Cette définition, aussi subtile soit-elle, ouvre de nouveaux horizons et pose la pierre sur laquelle il est désormais possible de s’appuyer pour passer aux travaux pratiques, en s’attaquant au partage des valeurs générées par l’entreprise. Attention cependant à ne pas céder à la facilité en se réfugiant derrière la confortable « responsabilité sociale et environnementale », et en laissant encore et toujours la soft law américaine fixer les règles de la conformité et de la moralité en Europe. D’ailleurs, selon le même sondage Ifop pour Synopia, les Français ne s’y trompent pas : ils sont 50 % à considérer que la RSE ne change rien au partage de la valeur. Pour eux, ce n’est que de la communication.

Il s’agit donc de considérer l’entreprise comme un écosystème, connecté à toutes ses parties prenantes et acceptant de cogérer avec elles, de façon dynamique, compétitive, raisonnable et responsable, la création et le partage des valeurs matérielles, immatérielles et éthiques générées par les interactions et les interrelations de l’ensemble. Si cette définition est encore loin de décrire la réalité, et si l’entreprise reste in fine maîtresse de son destin, il serait illusoire de croire que le monde nouveau dans lequel nous sommes entrés de plain-pied en une décennie, sous l’effet de la révolution numérique, ne bousculera pas les concepts et les codes de gouvernance des entreprises.

Signaux faibles. Nous pouvons bien sûr en douter mais, dans un autre registre, qui aurait pu prédire, à part quelques observateurs sensibles aux signaux faibles, que la démocratie représentative serait aujourd’hui challengée par la démocratie directe ? Qui sait si demain, ce n’est pas le concept « d’entreprise directe » qui s’imposera ?

Pour l’entreprise, aborder frontalement l’enjeu du partage des valeurs n’est ni facile ni, de prime abord, stimulant.

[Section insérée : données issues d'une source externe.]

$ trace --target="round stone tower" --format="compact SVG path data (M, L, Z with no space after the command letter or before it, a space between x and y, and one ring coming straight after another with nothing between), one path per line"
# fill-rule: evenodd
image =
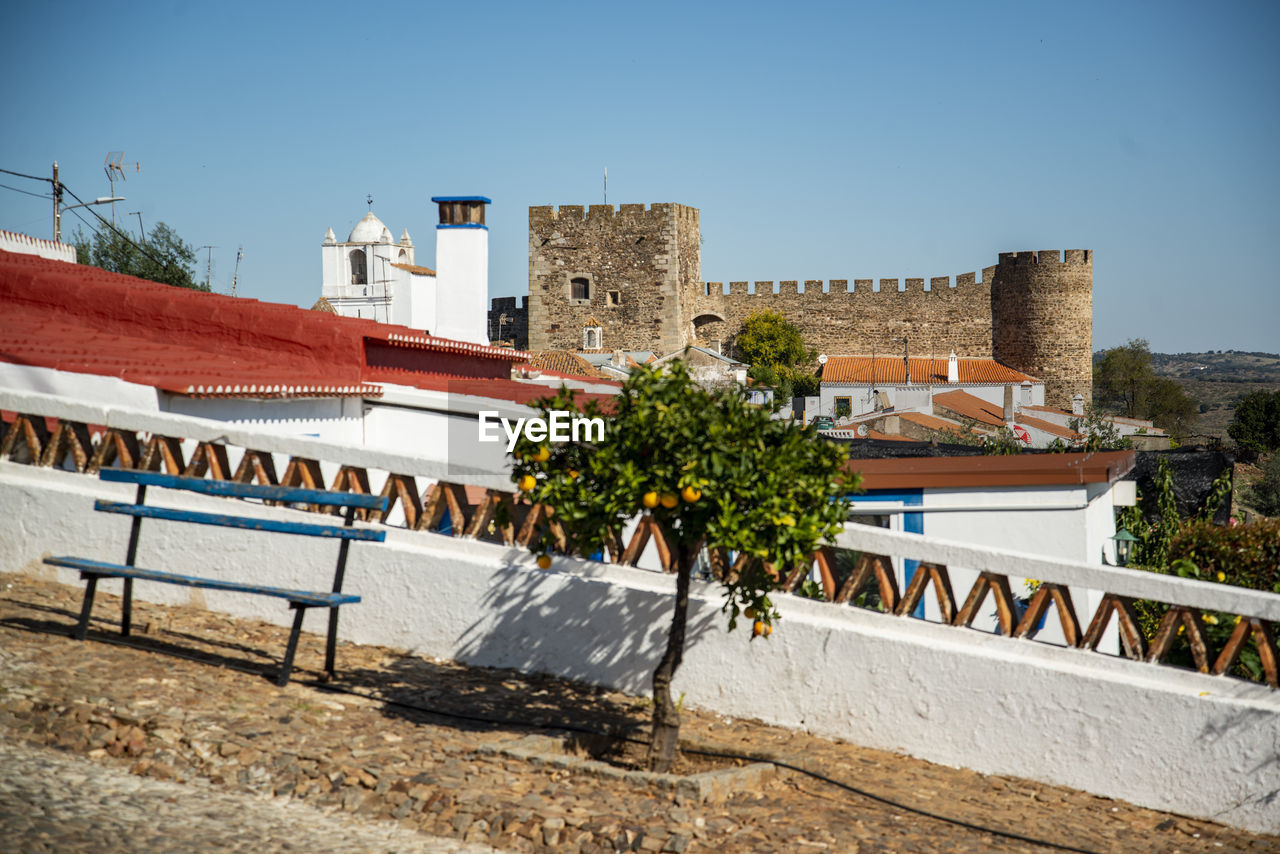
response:
M1093 396L1093 251L1001 252L991 283L996 361L1044 380L1044 403Z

Mais pour ses dirigeants, c’est faire preuve de courage et de lucidité. Pour trois raisons, au moins :

– éviter de subir la pression des populations ou les foudres du législateur si rien ne bougeait.

– contribuer à restaurer l’image de l’entreprise afin de tisser de nouveaux liens de confiance.

– enfin, dans un monde « archipellisé » (cf. le livre de Jérôme Fourquet) et en proie aux vagues dégagistes, faire des entreprises de véritables acteurs de la société de demain.

A la clé, c’est le futur paysage des entreprises qui pourrait bien se dessiner avec, d’un côté, celles qui auront amorcé leur transformation responsable et, de l’autre, celles de l’ancien monde qui restent figées sur leur conception à sens unique du partage. De toutes les façons, en dernier ressort, il y a fort à parier que le citoyen consommateur se chargera de séparer le bon grain de l’ivraie.

Alexandre Malafaye est président de Synopia. Synopia est un think tank indépendant. Ses travaux portent sur la gouvernance publique, la gouvernance des entreprises et les enjeux de cohésion. Parmi ses chantiers, le défi du partage de la valeur dans les entreprises, avec une proposition forte : la création d’un label européen qui récompenserait les entreprises qui se mobilisent et se transforment en faveur d’un meilleur partage de la valeur. Avec ce projet, Synopia est lauréat du Forum de Paris sur la paix qui se tient actuellement à La Villette.